After irradiation in the rats we have observed the focal pneumonia, focal seats of stress reaction dilated plethoric capillaries of the intra-alveolar septa, extravasates, the seats of edema, the diffuse and seat thickening of the intra-alveolar septa with histiocytic and macrophagal infiltration. The intensity of these changes varied from moderate to pronounced. Mucoso-associated lymphoid tissue (MALT) had signs of atrophy and a decrease of activity as a result of the decreased volume of lymphoid tissue and absence of germinal centers (Fig. 6).
Fig. 6. The slides of the lungs of radiation-exposed animals: alveolar septae are thickened, infiltrated with histiomacrophagal elements, capillaries are dilated (a); focus of clear dilatation of capillaries with haemorrhage (b). Hematoxylin-eosin, × 200 (a), × 400 (b)
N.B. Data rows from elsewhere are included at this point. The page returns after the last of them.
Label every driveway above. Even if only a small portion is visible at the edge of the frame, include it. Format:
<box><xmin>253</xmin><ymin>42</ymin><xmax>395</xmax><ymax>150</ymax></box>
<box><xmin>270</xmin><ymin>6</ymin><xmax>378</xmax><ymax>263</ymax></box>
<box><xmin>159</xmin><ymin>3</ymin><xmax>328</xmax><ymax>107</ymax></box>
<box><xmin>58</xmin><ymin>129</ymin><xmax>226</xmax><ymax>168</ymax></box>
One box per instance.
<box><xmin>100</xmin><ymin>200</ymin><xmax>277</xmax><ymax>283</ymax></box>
The employment of the Device lead to a decrease of lung damage. The focuses of pneumonia had a small size and of insignificant intensity, and were revealed only in some animals. In the majority of the observations the lung had an ordinary structure with single areas of atelectases, dystelectases and emphysema. MALT also returned to normal. In some animals the perivascular lymphoid infiltration, which is evidence of the delayed hypersensitivity, was seen (Fig. 7, Fig. 8).The kidneys of the rats from both groups showed similar changes — insignificant dilatation and congestion of the vessels, some hemorrhages. The injure of glomeruli was represented by hyper cellularity and the collapse of the capillaries. Tubules were normal or dilated, with the focuses of protein-hydropic or sometimes fatty dystrophy. These changes were more typical for the control group.
Fig. 7. The slides of the lungs of the radiation-exposed animals treated with the Device: focuses of the slight thickening of alveolar septae, infiltration with histiomacrophagal elements, capillaries are dilatation (a); structure of the lung is close to the normal one (b). Hematoxylin-eosin, × 100 (a) and × 40 (b)
Fig. 8. MALT of the radiation-exposed animals with the signs of reduction (a); MALT of the radiation-exposed animals treated with the Device; significant hyperplasia, reactive changes, large reactive centers (b). Hematoxylin-eosin, × 200
The general alignment of glomeruli injure in control group was 3.36, in the main group 1.99 (Fig. 9, 10).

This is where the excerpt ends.